A member of the Greens from 1998 until 2001, he became a member of the Left Party in Germany in 2001. In 2004, he became a member of the city council in Münster. In the 2010 state elections, he was eighth on the state list of Die Linke North Rhine-Westphalia. Between 2010 until 2012, he assumed a seat in the 15th Landtag of North Rhine-Westphalia.

During the 2010 election period, Atalan's opponents made reference to his association with the "Anti-Capitalist Left" current, which has been investigated for suspicion of hostility against the German constitution, but whose political goals he supports. Atalan stated then that being anti-capitalist is not the same as being against the constitution, and that the German constitution is not inherently capitalist. Also during this time, his connection to the Kurdistan Workers' Party (PKK), which was in open military conflict with the Turkish government since 1984, was called into question. Atalan clarified that he was not a member of the PKK, but maintained that the ban on the PKK by the German government was counter-productive, and that Germany's position was used by Turkey to justify violence against Kurds in Turkey.
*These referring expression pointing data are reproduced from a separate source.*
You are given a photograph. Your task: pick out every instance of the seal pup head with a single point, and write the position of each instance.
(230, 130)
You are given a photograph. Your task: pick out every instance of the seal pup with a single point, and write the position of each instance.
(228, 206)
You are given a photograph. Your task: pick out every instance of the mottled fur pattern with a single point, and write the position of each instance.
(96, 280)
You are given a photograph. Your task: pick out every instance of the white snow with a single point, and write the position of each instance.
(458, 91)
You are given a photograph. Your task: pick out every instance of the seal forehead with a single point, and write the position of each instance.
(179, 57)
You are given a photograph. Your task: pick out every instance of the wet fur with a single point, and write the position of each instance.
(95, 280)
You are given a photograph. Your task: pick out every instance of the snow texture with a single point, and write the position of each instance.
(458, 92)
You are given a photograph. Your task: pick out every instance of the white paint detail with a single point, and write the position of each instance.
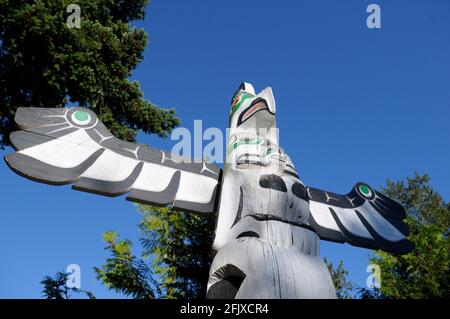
(111, 167)
(66, 152)
(351, 222)
(154, 177)
(380, 224)
(322, 215)
(195, 188)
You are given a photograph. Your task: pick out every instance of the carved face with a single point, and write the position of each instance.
(253, 113)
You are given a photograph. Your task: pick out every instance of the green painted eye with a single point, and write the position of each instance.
(365, 190)
(81, 117)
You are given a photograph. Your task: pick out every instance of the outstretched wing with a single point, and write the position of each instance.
(70, 145)
(363, 217)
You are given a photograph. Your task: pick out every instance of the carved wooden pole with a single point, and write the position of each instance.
(269, 223)
(265, 248)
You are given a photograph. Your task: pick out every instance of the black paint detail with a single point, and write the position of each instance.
(352, 238)
(326, 233)
(24, 139)
(274, 182)
(37, 120)
(240, 207)
(248, 234)
(163, 198)
(256, 101)
(230, 280)
(108, 188)
(32, 117)
(399, 247)
(239, 89)
(300, 191)
(291, 173)
(38, 171)
(268, 217)
(389, 207)
(320, 196)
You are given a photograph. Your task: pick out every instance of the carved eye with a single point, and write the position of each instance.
(81, 117)
(365, 190)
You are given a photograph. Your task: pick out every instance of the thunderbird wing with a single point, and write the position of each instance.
(363, 217)
(61, 146)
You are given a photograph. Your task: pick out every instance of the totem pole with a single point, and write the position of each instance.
(269, 224)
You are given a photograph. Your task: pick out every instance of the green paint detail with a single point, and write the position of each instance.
(244, 97)
(364, 190)
(255, 141)
(81, 116)
(267, 152)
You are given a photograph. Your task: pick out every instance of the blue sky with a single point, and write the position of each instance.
(353, 104)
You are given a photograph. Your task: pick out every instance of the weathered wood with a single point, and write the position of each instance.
(269, 223)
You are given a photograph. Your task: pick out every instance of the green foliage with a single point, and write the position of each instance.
(44, 63)
(425, 272)
(180, 244)
(125, 273)
(339, 275)
(56, 288)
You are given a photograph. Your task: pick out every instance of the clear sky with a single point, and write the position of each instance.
(353, 104)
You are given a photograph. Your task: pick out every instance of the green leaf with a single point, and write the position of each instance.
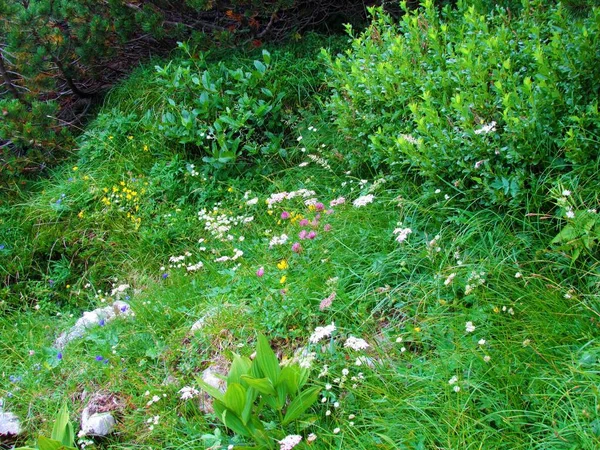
(300, 404)
(240, 366)
(262, 385)
(50, 444)
(211, 390)
(229, 419)
(235, 398)
(260, 67)
(266, 360)
(266, 57)
(63, 430)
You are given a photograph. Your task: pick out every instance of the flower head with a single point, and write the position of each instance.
(321, 332)
(289, 442)
(469, 327)
(356, 343)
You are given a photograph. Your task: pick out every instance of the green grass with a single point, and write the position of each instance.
(408, 300)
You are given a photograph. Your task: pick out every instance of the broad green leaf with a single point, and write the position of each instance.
(266, 360)
(260, 67)
(266, 57)
(300, 404)
(262, 385)
(210, 390)
(240, 366)
(235, 398)
(50, 444)
(63, 430)
(290, 377)
(229, 419)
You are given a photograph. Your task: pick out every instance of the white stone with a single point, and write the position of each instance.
(93, 318)
(97, 424)
(10, 425)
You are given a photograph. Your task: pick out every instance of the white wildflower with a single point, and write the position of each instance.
(364, 200)
(290, 441)
(356, 343)
(321, 332)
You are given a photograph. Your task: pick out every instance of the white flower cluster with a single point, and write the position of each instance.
(337, 201)
(356, 343)
(320, 161)
(188, 392)
(219, 225)
(363, 200)
(194, 267)
(402, 234)
(321, 332)
(236, 254)
(289, 442)
(475, 279)
(278, 240)
(281, 196)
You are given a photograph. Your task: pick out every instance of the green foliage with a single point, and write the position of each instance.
(486, 104)
(224, 114)
(63, 436)
(260, 391)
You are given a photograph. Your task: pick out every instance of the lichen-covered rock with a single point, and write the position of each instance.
(10, 427)
(97, 317)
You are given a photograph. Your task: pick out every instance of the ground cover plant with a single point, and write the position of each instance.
(301, 292)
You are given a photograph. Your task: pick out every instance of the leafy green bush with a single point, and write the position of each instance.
(487, 104)
(223, 113)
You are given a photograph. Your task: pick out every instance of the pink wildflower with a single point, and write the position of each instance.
(326, 302)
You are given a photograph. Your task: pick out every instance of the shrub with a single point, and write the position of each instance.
(487, 104)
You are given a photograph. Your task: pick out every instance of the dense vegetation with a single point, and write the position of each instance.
(382, 240)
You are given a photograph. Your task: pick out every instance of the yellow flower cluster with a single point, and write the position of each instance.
(125, 197)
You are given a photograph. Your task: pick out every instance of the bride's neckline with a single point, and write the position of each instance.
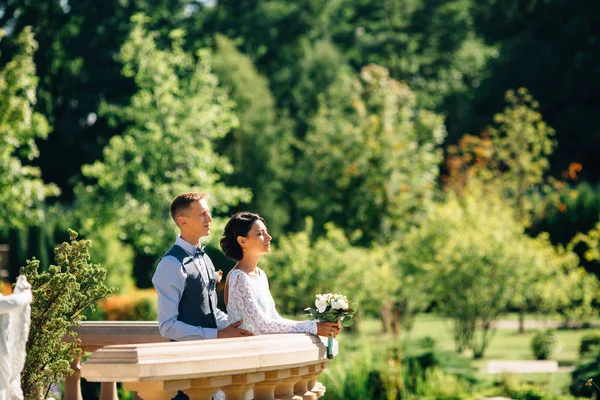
(255, 274)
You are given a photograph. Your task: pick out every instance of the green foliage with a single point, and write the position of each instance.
(521, 143)
(60, 295)
(543, 344)
(511, 387)
(167, 148)
(468, 249)
(22, 191)
(115, 257)
(304, 265)
(589, 342)
(589, 368)
(370, 158)
(259, 146)
(373, 375)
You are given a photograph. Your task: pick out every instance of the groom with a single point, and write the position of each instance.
(185, 282)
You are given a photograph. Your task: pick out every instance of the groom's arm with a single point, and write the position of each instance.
(169, 281)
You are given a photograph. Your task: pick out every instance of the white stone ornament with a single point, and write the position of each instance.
(15, 318)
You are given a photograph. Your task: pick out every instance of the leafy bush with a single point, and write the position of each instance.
(375, 376)
(60, 295)
(588, 343)
(583, 372)
(543, 344)
(137, 305)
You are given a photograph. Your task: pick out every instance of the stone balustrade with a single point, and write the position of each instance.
(272, 366)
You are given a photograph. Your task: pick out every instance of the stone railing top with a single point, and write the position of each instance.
(97, 334)
(203, 358)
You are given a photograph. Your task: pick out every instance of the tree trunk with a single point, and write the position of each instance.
(522, 320)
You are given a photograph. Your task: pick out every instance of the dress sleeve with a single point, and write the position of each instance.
(242, 298)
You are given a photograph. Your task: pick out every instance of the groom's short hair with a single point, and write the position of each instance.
(181, 203)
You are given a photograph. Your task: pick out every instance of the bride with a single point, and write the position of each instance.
(247, 294)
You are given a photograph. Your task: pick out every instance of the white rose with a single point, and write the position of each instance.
(321, 304)
(339, 304)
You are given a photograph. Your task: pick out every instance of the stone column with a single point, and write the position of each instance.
(73, 382)
(241, 385)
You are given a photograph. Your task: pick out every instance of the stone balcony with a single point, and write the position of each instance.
(271, 367)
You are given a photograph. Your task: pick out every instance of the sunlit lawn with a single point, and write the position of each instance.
(507, 344)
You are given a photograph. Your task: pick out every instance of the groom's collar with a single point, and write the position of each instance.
(188, 247)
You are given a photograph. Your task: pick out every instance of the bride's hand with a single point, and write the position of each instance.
(233, 331)
(328, 328)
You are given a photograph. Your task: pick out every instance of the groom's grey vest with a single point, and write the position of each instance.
(197, 303)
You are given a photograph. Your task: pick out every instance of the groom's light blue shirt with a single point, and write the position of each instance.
(170, 280)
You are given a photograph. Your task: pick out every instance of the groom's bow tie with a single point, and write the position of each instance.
(199, 251)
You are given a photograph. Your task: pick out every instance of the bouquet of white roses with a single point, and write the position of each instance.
(332, 308)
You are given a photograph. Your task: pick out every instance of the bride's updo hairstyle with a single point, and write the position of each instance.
(238, 225)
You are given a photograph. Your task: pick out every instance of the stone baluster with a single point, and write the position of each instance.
(265, 390)
(199, 388)
(241, 385)
(73, 382)
(285, 391)
(316, 387)
(301, 388)
(151, 390)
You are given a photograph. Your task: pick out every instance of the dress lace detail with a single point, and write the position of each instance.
(251, 300)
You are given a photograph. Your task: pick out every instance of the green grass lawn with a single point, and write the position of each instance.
(507, 344)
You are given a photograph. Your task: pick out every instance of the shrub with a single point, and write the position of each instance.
(138, 305)
(5, 288)
(60, 295)
(543, 344)
(588, 342)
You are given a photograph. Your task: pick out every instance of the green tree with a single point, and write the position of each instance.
(77, 69)
(469, 252)
(370, 158)
(22, 191)
(521, 143)
(259, 147)
(167, 148)
(542, 42)
(60, 296)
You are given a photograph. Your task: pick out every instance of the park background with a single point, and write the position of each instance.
(436, 161)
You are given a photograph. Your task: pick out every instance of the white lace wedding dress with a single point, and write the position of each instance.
(250, 299)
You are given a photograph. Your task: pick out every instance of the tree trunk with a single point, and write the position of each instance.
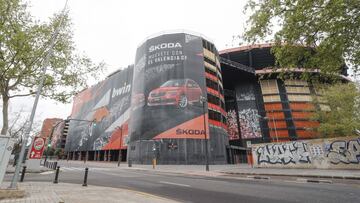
(5, 115)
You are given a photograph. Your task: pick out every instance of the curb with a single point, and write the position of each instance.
(12, 172)
(295, 175)
(11, 193)
(314, 181)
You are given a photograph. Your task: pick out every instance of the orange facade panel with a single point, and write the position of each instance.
(306, 124)
(277, 124)
(279, 134)
(275, 115)
(301, 106)
(305, 134)
(302, 115)
(273, 106)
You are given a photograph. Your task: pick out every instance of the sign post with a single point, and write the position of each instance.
(37, 148)
(6, 147)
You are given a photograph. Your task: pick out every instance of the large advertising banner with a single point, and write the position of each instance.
(249, 117)
(37, 148)
(168, 86)
(104, 109)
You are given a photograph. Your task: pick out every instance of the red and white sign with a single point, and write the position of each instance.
(37, 148)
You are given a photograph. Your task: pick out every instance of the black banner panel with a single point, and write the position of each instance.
(100, 114)
(168, 86)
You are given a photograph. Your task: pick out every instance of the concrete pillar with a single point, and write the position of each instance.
(109, 156)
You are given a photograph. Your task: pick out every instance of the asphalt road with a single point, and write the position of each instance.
(190, 188)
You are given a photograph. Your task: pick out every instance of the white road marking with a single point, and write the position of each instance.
(177, 184)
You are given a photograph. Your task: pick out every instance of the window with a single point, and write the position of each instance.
(211, 72)
(271, 98)
(302, 98)
(213, 115)
(269, 87)
(212, 84)
(296, 83)
(213, 100)
(297, 89)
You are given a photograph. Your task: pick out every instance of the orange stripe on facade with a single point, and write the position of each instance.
(117, 137)
(192, 129)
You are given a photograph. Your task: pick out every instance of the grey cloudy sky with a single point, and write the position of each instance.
(111, 30)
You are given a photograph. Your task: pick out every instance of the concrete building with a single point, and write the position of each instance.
(182, 99)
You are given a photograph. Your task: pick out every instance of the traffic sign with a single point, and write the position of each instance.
(37, 148)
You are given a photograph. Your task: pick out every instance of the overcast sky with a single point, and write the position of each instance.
(111, 30)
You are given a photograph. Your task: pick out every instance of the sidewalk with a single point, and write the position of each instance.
(42, 192)
(221, 170)
(11, 169)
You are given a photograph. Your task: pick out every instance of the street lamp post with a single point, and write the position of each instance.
(120, 147)
(274, 123)
(203, 101)
(50, 138)
(87, 141)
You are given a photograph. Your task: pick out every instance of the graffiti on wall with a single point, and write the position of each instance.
(232, 126)
(249, 123)
(317, 153)
(346, 152)
(294, 152)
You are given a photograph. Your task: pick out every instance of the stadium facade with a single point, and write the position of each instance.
(182, 96)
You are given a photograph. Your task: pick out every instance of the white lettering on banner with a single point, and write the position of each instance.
(122, 90)
(164, 46)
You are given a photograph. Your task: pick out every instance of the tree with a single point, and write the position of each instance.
(312, 34)
(343, 116)
(24, 43)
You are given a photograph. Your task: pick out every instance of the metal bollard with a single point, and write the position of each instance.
(154, 163)
(85, 177)
(23, 174)
(57, 175)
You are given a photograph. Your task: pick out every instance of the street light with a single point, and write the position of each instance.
(203, 101)
(92, 124)
(120, 146)
(50, 138)
(274, 124)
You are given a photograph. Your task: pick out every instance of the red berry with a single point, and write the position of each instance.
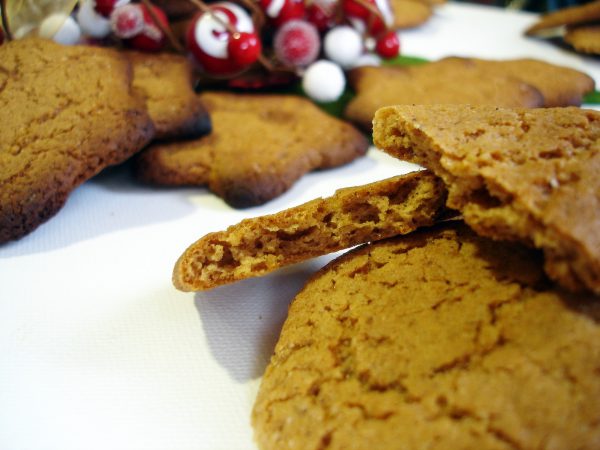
(388, 45)
(151, 38)
(244, 48)
(126, 21)
(320, 17)
(281, 11)
(208, 40)
(106, 7)
(297, 43)
(359, 15)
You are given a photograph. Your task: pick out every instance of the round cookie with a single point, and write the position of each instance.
(455, 81)
(515, 174)
(441, 340)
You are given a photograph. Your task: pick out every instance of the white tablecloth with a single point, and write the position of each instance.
(99, 351)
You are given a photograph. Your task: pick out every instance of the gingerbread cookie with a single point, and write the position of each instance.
(66, 113)
(431, 83)
(560, 86)
(584, 38)
(579, 14)
(439, 339)
(352, 216)
(166, 81)
(410, 13)
(260, 145)
(529, 175)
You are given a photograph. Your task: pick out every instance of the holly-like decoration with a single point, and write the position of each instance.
(227, 38)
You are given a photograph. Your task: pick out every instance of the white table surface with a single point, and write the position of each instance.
(99, 351)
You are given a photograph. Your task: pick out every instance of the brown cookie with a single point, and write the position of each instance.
(166, 81)
(584, 38)
(260, 145)
(445, 82)
(440, 339)
(529, 175)
(560, 86)
(410, 13)
(352, 216)
(66, 113)
(573, 15)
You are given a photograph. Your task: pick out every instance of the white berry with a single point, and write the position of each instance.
(61, 28)
(324, 81)
(92, 24)
(343, 45)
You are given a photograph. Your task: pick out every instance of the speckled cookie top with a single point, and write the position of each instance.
(440, 339)
(520, 174)
(167, 85)
(457, 82)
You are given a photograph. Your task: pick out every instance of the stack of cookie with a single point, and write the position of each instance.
(469, 317)
(578, 26)
(69, 112)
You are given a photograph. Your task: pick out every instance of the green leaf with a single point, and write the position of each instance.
(592, 98)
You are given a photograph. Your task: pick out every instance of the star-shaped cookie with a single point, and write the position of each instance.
(259, 146)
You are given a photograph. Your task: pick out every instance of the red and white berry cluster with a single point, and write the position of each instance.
(318, 40)
(314, 39)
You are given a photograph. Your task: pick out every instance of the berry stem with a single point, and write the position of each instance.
(166, 31)
(4, 15)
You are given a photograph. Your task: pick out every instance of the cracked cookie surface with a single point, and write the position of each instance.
(440, 339)
(259, 146)
(515, 174)
(66, 113)
(350, 217)
(447, 81)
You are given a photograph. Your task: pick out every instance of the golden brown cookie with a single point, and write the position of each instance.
(529, 175)
(440, 339)
(260, 145)
(560, 86)
(584, 38)
(66, 113)
(410, 13)
(566, 16)
(352, 216)
(166, 82)
(431, 83)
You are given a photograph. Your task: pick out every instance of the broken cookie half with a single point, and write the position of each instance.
(515, 174)
(350, 217)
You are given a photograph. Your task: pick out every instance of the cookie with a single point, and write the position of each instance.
(440, 339)
(166, 82)
(515, 174)
(352, 216)
(260, 145)
(566, 16)
(584, 38)
(560, 86)
(66, 113)
(432, 83)
(410, 13)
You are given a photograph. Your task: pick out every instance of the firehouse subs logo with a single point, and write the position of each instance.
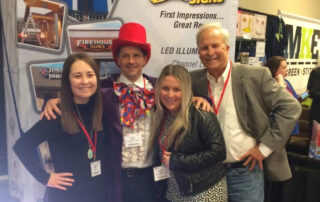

On 7 April 2015, Atalan was nominated by the People's Democratic Party (HDP) to their electoral list for the upcoming parliamentary election to the Grand National Assembly. Along with fellow party member Feleknas Uca, he became the first ever Yazidi member of the Assembly. In the general elections of November 2015, he was again a candidate, but was not elected.

On 13 November 2015, after the resumption of the Kurdish-Turkish conflict, the town of Nusaybin was placed under a curfew by the Turkish authorities. Atalan and Gülser Yıldırım, a member of the Grand National Assembly, began a hunger strike in protest against the curfew. The State Prosecutor for the Court of Cassation in Turkey Bekir Şahin filed a lawsuit before the Constitutional Court on the 17 March 2021, demanding for Atalan and 686 further HDP politicians a five-year ban for a political participation. The lawsuit was filed jointly with a request for the HDP to be shut down due to the parties alleged organizational links with the Kurdistan Workers' Party (PKK).